How to handle PDF in Python?

Imagine that you have a series of PDF documents, or even another PDF file, to handle, merge and keep everything in just one file.

Let’s do this with REGEX and PyPDF2 with python

You, like me, have already been to sites that merge PDFs. But what if you can do it for free with Python? Or even create your own website to host this PDF “concatenator”?

That’s what we’re going to do now! In this project, we will concatenate PDF files based on the date contained in the file name.

Table Of Contents

Starting the Project – REGEX and PyPDF2 Libraries
Date extraction function with re – Regular Expression
Ordering Files based on string pattern – Date
PDF concatenation function
Main program
For more Python projects
Project playlist (under construction)

Starting the Project – REGEX and PyPDF2 Libraries

We will use the PyPDF2, re and os libs. With the exception of PyPDF2, both lib os and re are standard Python modules. Therefore, it is already installed.

So, the only one to be installed in this case is PyPDF2. Perform the following installation in your virtual environment.

pip install PyPDF2

Within the code, you will import them like this:

Date extraction function with re – Regular Expression

Here we will use lib re’s search function to find occurrences of the pattern in the string.

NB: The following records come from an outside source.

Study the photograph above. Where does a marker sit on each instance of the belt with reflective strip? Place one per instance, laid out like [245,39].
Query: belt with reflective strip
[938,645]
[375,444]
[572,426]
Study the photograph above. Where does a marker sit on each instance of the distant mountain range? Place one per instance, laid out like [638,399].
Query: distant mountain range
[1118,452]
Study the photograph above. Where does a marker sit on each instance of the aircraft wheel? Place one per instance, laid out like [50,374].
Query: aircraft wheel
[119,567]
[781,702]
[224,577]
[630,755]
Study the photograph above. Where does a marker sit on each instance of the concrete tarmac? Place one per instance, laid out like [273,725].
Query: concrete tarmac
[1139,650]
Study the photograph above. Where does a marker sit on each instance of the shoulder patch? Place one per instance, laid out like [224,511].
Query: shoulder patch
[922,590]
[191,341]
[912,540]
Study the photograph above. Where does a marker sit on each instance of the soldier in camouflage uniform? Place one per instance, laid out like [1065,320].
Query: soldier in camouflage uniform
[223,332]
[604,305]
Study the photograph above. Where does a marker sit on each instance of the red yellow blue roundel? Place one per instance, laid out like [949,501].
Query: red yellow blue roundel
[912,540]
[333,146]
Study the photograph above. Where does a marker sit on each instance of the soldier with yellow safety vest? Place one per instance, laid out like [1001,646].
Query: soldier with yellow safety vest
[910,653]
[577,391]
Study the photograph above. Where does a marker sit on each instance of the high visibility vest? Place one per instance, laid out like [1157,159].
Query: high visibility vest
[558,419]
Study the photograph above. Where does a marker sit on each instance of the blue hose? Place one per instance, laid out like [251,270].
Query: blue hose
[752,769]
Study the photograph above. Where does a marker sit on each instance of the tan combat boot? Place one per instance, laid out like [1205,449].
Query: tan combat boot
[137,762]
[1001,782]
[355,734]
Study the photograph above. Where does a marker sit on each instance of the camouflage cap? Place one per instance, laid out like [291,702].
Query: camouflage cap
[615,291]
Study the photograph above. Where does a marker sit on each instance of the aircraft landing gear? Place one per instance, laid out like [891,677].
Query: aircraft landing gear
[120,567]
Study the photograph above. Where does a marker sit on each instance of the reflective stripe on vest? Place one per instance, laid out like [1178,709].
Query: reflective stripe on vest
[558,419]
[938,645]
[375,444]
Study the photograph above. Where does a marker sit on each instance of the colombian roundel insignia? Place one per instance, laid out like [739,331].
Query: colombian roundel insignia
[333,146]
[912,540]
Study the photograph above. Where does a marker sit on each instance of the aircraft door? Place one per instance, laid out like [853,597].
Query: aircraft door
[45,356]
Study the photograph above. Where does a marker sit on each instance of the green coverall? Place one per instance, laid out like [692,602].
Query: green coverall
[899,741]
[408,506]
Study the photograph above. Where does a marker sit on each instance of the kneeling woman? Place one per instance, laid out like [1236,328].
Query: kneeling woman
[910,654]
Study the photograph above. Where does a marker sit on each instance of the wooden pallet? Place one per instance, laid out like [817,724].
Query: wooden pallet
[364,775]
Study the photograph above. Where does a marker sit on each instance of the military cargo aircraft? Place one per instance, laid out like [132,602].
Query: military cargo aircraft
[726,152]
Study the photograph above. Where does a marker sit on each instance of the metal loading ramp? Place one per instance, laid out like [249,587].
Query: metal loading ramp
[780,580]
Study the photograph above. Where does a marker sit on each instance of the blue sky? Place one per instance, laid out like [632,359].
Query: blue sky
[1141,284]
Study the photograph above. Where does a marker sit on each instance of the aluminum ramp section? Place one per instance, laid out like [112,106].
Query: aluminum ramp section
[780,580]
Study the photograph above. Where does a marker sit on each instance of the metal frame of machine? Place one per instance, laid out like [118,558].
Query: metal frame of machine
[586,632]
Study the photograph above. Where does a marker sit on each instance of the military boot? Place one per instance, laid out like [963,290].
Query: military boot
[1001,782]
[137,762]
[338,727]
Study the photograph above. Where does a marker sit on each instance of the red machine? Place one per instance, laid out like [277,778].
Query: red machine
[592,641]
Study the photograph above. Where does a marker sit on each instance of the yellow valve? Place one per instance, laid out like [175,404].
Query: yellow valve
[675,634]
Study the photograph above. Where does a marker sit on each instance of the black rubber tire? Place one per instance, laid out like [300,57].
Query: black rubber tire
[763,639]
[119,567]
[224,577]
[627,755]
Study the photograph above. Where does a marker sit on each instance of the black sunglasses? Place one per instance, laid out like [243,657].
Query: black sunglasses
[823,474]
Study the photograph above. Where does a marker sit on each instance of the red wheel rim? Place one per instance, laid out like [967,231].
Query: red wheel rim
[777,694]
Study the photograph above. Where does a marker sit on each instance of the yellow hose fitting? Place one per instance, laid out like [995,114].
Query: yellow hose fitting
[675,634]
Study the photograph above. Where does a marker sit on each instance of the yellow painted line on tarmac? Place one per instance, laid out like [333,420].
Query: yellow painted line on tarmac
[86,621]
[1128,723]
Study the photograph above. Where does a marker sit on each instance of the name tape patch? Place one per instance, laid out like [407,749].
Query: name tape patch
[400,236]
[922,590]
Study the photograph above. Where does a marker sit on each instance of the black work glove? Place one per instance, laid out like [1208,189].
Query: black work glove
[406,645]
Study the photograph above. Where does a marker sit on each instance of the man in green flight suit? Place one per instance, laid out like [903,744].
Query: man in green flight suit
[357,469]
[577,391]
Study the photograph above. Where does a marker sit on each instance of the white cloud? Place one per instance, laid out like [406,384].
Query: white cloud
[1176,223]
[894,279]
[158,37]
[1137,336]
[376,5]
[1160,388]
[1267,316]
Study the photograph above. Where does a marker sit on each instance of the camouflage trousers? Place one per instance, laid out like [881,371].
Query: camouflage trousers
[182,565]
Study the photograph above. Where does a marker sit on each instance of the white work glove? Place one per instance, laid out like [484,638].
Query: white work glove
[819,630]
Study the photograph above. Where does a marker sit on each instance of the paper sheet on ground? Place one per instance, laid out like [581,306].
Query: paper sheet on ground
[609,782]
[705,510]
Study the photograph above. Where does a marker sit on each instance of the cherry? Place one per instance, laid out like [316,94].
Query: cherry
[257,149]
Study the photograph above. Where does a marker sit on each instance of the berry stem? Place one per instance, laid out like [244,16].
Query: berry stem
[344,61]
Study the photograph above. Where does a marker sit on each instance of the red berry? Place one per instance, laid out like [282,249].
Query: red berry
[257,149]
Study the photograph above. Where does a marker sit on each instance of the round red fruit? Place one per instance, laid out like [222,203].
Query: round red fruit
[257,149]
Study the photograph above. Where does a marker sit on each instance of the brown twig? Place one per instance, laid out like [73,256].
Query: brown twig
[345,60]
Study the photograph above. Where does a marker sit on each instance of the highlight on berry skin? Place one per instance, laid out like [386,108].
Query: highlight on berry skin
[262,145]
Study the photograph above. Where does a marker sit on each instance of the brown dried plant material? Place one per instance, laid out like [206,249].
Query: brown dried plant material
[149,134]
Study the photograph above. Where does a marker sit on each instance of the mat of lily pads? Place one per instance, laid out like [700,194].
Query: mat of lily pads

The string in our case is the file name.

We define the pattern using raw string so that Python does not interpret special characters in our pattern.

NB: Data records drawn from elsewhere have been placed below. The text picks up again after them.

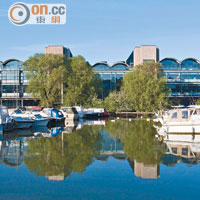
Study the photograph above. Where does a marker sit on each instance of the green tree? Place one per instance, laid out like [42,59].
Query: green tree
[54,78]
[198,102]
[82,83]
[145,88]
[46,75]
[117,101]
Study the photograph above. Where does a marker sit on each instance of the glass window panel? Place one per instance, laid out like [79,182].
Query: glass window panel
[13,65]
[190,64]
[120,67]
[170,64]
[184,114]
[101,67]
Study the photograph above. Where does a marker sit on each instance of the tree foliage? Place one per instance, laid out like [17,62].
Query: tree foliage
[145,88]
[45,76]
[53,78]
[117,101]
[82,84]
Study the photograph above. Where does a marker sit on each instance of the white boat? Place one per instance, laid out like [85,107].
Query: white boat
[5,120]
[186,120]
[22,120]
[81,112]
[183,145]
[70,113]
[39,120]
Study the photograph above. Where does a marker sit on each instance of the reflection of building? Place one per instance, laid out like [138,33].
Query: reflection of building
[60,50]
[12,152]
[146,171]
[57,178]
[111,147]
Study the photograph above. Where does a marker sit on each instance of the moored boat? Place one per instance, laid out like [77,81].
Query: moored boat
[186,120]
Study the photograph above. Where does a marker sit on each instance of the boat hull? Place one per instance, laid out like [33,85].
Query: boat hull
[23,125]
[181,128]
[41,122]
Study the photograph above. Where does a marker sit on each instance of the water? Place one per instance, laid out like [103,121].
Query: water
[109,160]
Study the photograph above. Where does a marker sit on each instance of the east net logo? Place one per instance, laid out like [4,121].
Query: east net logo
[21,14]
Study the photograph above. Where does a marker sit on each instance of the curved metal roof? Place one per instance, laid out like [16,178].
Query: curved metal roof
[10,60]
[115,64]
[194,59]
[174,59]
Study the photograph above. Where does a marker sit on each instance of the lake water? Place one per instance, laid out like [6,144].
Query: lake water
[98,160]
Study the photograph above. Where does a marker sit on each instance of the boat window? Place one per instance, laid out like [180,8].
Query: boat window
[184,114]
[174,150]
[18,111]
[184,151]
[197,112]
[174,115]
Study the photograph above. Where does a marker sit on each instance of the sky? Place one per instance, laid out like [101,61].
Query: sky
[108,30]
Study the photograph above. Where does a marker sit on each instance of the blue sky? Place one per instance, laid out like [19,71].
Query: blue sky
[108,30]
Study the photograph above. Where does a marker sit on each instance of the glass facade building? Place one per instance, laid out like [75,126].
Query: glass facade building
[111,75]
[13,84]
[183,78]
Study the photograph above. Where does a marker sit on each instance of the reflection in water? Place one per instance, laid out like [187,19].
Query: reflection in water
[56,153]
[57,157]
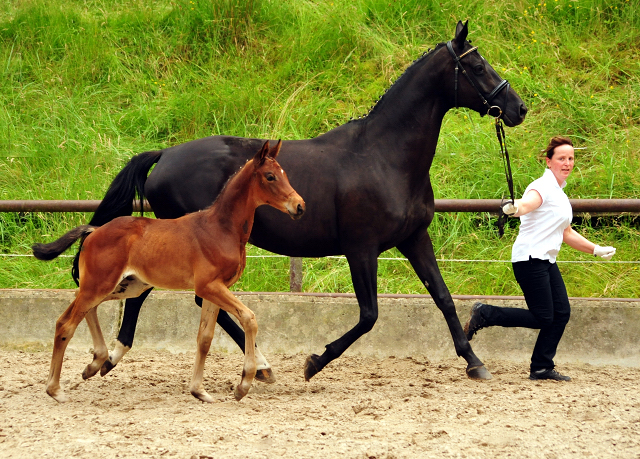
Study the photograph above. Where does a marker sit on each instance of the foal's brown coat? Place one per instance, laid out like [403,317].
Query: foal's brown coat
[204,251]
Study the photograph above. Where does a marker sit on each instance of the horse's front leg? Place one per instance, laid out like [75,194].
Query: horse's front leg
[208,318]
[419,251]
[364,269]
[265,372]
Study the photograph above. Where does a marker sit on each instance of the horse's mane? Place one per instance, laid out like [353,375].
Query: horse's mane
[423,58]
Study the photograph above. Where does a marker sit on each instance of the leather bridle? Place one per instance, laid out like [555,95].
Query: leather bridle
[486,100]
[492,110]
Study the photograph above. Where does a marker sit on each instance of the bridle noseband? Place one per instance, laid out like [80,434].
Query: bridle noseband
[499,128]
[472,81]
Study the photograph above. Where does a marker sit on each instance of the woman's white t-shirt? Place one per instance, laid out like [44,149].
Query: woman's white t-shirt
[541,230]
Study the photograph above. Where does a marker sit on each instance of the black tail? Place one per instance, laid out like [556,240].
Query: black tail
[128,184]
[53,249]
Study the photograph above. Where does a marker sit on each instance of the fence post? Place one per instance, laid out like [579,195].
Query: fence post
[295,274]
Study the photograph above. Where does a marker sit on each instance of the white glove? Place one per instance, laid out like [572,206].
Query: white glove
[510,209]
[605,252]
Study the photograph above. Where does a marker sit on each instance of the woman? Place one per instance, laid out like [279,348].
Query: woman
[545,223]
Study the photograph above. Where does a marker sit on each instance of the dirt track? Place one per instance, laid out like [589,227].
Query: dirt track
[356,408]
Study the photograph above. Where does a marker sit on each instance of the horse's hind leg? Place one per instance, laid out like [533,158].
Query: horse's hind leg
[65,328]
[127,331]
[419,252]
[208,318]
[100,351]
[363,268]
[265,372]
[219,294]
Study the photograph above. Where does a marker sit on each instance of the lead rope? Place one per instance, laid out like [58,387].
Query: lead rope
[502,219]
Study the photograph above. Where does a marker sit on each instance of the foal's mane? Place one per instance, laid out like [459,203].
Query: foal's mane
[422,59]
[226,184]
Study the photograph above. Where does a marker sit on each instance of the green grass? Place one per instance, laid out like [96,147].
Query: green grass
[86,84]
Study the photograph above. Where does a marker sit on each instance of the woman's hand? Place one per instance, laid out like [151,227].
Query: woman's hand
[604,252]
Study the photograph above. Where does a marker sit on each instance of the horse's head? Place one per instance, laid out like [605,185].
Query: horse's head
[478,86]
[274,187]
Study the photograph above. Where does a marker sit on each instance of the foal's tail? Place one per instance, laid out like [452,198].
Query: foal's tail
[118,201]
[53,249]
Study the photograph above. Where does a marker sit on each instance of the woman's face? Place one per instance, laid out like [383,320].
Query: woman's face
[561,163]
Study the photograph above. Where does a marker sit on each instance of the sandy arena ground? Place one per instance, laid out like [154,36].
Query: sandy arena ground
[356,408]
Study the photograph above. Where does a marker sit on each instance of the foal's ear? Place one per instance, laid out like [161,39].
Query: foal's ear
[461,33]
[275,150]
[258,159]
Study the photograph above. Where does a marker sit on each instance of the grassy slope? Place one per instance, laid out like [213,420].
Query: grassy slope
[88,84]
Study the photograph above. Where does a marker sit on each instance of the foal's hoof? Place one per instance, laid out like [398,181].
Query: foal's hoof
[89,372]
[107,366]
[238,393]
[202,395]
[59,396]
[311,366]
[265,376]
[478,372]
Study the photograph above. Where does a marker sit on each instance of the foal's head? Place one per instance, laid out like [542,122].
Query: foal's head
[274,187]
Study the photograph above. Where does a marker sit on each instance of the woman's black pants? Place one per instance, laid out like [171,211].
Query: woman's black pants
[549,310]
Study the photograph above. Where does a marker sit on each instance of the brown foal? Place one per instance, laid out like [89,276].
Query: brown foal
[204,251]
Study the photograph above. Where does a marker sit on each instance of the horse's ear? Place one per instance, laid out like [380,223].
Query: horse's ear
[275,150]
[258,159]
[461,33]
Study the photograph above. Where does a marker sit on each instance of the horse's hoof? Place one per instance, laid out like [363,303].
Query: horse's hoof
[238,393]
[479,372]
[88,372]
[107,366]
[265,376]
[311,366]
[59,396]
[202,395]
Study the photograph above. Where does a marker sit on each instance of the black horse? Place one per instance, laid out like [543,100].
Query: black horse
[366,184]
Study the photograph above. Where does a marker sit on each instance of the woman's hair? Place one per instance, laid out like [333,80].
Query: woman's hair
[556,141]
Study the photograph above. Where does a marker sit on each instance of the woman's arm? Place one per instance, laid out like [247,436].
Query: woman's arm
[576,240]
[529,202]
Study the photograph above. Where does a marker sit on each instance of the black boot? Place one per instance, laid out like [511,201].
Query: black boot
[548,373]
[476,322]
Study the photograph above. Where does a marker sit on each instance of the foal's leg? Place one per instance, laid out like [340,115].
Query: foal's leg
[219,294]
[127,331]
[65,328]
[265,373]
[208,318]
[100,351]
[419,251]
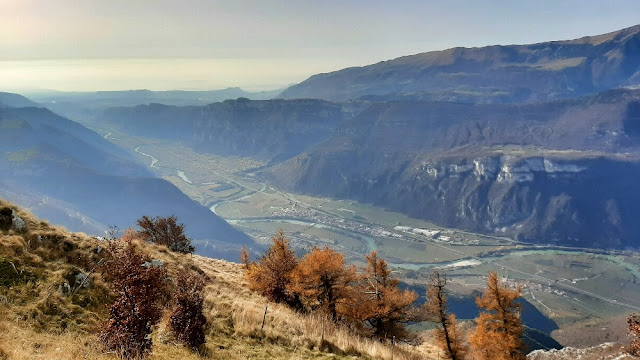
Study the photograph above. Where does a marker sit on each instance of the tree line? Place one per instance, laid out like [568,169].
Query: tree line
[371,301]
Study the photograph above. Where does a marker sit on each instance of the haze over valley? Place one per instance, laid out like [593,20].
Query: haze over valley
[519,159]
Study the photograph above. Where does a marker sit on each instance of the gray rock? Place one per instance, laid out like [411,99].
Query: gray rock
[82,280]
[17,223]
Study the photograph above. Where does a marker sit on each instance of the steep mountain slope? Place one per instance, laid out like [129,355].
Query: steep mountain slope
[270,130]
[493,74]
[63,170]
[48,313]
[561,172]
[15,100]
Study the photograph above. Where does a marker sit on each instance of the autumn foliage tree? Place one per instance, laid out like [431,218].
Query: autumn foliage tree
[140,289]
[323,281]
[498,334]
[633,324]
[447,333]
[378,302]
[245,257]
[271,274]
[165,231]
[187,320]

pattern = r'\d{4}-\d{2}-\d{2}'

Once the pattern is defined, we run the search and receive the result. Our returned result is composed of the Macth class from lib re.

With it we can use several methods that retrieve information from the search for the pattern, such as: position, string, beginning and end of the pattern.

If we have a result in hand, we will execute the group() method that returns the entire part of the string that matched the expression. Otherwise, we return None.

Take a look at how the function turned out:

def extract_date_from_filename(filename):
     # Use regular expression to extract the date from the file name
     pattern = r'\d{4}-\d{2}-\d{2}' # Expected date format YYYY-MM-DD
     match = re.search(pattern, filename)
     if match:
         return match.group()
     return None

Ordering Files based on string pattern – Date

Now, let’s use the date extracted from the filenames to order our list of files.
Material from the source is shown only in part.